When the FDIC closes a bank, it typically:
- Arranges for another bank to acquire the deposits (most common). Your accounts transfer seamlessly, you can still access your money the next business day.
- If no buyer is found, the FDIC mails checks directly to depositors for their insured balances, usually within 1-2 business days.
Frequently Asked Questions
How much does FDIC insurance cover?
$250,000 per depositor, per insured bank, per account ownership category. Married couples can have up to $500,000 covered using joint accounts.
Are all bank accounts FDIC insured?
Checking, savings, money market deposit accounts, and CDs are covered. Investment products like mutual funds, stocks, bonds, and annuities are NOT covered, even if purchased at a bank branch.
What happens when an FDIC-insured bank fails?
The FDIC typically arranges for another bank to take over accounts. If no buyer is found, the FDIC pays depositors directly. Insured deposits are usually available within one business day.
Understanding the Data
The information presented throughout this guide is informed by publicly available public records published by federal and state government agencies. Our database aggregates and standardizes these records to make them more accessible and easier to interpret for general audiences. When we reference specific statistics or trends, they are drawn directly from these authoritative sources unless explicitly noted otherwise.
It is important to understand the limitations of any large-scale data dataset. Records may contain errors from the original data collection process, some fields may be incomplete for older entries, and classification systems may have changed over time. Our analysis accounts for these factors by clearly labeling data vintage, flagging records with missing critical fields, and noting when temporal comparisons span methodology changes in the source data.
For readers who want to conduct their own research, we recommend going directly to the source whenever possible. federal and state government agencies provides detailed documentation on collection methodology, sampling frames, and known data quality issues. Our goal is not to replace primary sources but to make them more approachable and to highlight patterns that may not be immediately obvious when browsing raw records.
How We Analyze Data Records
Our analytical approach involves several steps designed to surface meaningful insights from large datasets. First, we clean and standardize the raw data, handling variations in naming conventions, date formats, and categorical labels. Then we compute summary statistics, distributions, and comparative benchmarks across relevant dimensions such as geography, time period, and category type.
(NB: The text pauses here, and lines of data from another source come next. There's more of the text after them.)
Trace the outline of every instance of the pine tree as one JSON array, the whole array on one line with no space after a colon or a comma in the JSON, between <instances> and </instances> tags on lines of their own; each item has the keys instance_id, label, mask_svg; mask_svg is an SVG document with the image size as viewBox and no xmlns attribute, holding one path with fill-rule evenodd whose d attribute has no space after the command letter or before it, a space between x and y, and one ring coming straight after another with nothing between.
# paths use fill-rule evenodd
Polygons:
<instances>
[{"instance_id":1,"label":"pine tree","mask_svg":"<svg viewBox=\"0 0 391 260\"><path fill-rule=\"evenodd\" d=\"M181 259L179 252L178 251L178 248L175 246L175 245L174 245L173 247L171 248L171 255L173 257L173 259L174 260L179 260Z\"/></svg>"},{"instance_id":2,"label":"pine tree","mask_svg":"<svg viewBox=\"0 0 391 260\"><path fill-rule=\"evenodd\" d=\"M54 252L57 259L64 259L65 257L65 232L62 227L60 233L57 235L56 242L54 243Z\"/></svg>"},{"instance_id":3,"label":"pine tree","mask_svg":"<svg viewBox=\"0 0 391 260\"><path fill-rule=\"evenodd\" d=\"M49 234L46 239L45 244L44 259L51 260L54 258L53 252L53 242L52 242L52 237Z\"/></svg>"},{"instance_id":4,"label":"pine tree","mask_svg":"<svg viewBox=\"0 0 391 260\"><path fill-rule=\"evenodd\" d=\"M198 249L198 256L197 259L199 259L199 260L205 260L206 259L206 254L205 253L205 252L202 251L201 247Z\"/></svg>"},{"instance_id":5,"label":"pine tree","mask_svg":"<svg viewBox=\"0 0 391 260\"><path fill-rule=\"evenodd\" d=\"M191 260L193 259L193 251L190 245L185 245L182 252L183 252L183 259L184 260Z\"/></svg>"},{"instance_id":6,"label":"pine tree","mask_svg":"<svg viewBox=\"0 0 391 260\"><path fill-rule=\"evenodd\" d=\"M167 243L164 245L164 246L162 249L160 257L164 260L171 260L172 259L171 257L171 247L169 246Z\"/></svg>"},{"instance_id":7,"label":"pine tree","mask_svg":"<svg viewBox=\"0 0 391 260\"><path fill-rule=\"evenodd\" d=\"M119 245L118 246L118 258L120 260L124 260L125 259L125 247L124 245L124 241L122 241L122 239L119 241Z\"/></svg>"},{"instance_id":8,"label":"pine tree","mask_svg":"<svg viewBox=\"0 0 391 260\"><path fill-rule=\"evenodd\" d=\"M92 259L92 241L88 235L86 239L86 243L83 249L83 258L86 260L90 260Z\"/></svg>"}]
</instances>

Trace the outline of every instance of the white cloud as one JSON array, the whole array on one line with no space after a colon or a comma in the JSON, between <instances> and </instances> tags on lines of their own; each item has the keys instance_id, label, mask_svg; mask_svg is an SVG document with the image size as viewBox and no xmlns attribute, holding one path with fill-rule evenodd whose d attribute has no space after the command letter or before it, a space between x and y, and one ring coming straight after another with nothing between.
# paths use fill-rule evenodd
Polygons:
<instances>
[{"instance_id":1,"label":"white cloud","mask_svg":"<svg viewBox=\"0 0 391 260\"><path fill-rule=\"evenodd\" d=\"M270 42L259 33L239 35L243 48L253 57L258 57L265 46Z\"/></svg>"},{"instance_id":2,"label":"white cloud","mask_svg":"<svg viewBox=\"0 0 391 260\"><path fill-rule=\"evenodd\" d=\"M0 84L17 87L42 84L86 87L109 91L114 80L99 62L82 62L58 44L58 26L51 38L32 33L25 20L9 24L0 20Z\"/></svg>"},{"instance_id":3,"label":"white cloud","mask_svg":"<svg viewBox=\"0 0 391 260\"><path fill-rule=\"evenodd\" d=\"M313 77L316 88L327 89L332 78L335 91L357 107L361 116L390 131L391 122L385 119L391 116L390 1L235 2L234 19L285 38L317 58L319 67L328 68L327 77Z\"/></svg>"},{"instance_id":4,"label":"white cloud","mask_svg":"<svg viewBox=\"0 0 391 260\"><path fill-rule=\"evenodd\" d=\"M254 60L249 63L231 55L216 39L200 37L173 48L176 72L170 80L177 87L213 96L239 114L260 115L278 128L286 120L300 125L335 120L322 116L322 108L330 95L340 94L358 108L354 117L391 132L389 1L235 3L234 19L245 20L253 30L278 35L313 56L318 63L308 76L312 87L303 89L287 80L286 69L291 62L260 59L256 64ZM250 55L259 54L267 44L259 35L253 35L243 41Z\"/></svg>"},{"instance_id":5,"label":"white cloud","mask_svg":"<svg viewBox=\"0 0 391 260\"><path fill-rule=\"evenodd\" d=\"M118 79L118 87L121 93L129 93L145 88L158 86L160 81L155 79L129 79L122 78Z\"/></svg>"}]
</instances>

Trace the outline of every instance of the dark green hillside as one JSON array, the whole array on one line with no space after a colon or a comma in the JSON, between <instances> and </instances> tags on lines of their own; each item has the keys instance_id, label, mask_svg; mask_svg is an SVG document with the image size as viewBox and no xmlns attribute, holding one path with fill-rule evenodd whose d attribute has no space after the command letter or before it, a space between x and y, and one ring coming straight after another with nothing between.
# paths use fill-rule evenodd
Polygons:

Key metrics we examine include statistical records, geographic distributions, temporal trends. These indicators provide a multi-dimensional view of each entity in our database, allowing users to understand not just individual records but how they compare to peers, regional averages, and national benchmarks. We believe this contextual approach is far more valuable than presenting raw numbers in isolation.
Protect your deposits
Three steps to make sure your money is fully covered.
- Confirm your exact coverage with the FDIC EDIE estimator before parking a large balance. FDIC EDIE
- Check that your bank is FDIC-insured and review its health grade. Browse banks
- Spread balances above the limit across the safest banks nationwide. Safest banks
Not financial advice. Health grades are PlainBankData's interpretation of public FDIC Call Report data, not official FDIC ratings.